Washington's negotiators are asking what Pyongyang is prepared to abandon, and senior US negotiator Christopher Hill said the talks had gone into "extra innings".
"We are getting very much to the end of the process. I tell you the good news is we know what the substantive differences are," he said.
Mr Hill was appointed by US Secretary of State Condoleezza Rice and given more flexibility in the negotiating process than his predecessors.
The fact that Pyongyang insists on holding out in the face of this kind of pressure to sign a joint statement is a sign the talks are probably doomed.
For their part, the delegates from the secretive Stalinist state said they were committed to a nuclear-free Korean peninsula but also said they had a right to have a peaceful nuclear programme.
Said North Korea's negotiator Kim Kye-gwan Kim: "We are not a defeated nation in war and we have committed no crime, so why should we not be able to conduct peaceful nuclear activities?"
Three previous rounds of talks ended in stalemate, and a fourth without agreement would call the entire process into question, an outcome which could prompt Washington to take the issue to the UN Security Council.
China is hosting the talks and playing honest broker as it is keen to boost its diplomatic credentials in the region. It is also North Korea's only remaining significant ally.

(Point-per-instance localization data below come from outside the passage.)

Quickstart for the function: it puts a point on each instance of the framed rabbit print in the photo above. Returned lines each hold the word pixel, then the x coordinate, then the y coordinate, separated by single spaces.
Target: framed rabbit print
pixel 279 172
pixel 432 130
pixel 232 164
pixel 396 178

Beijing's spokesman Qin Gang said he was neither excessively optimistic nor pessimistic about the prospects for the talks, but pointed to the fact that the six parties had held 72 bilateral meetings in the past 10 days.
China, which fought alongside North Korea in the 1950-53 war against the US and South Korea, does not want instability on its northern borders and does not relish the prospect of UN sanctions against North Korea.
North Korea, which is effectively bankrupt and where hundreds of thousands are believed to have died of hunger in the last decade, wants economic aid, energy and security guarantees in return for scrapping its nuclear plan.
Pyongyang significantly raised the stakes in February, when it said it had nuclear weapons and demanded diplomatic recognition and other assurances from Washington.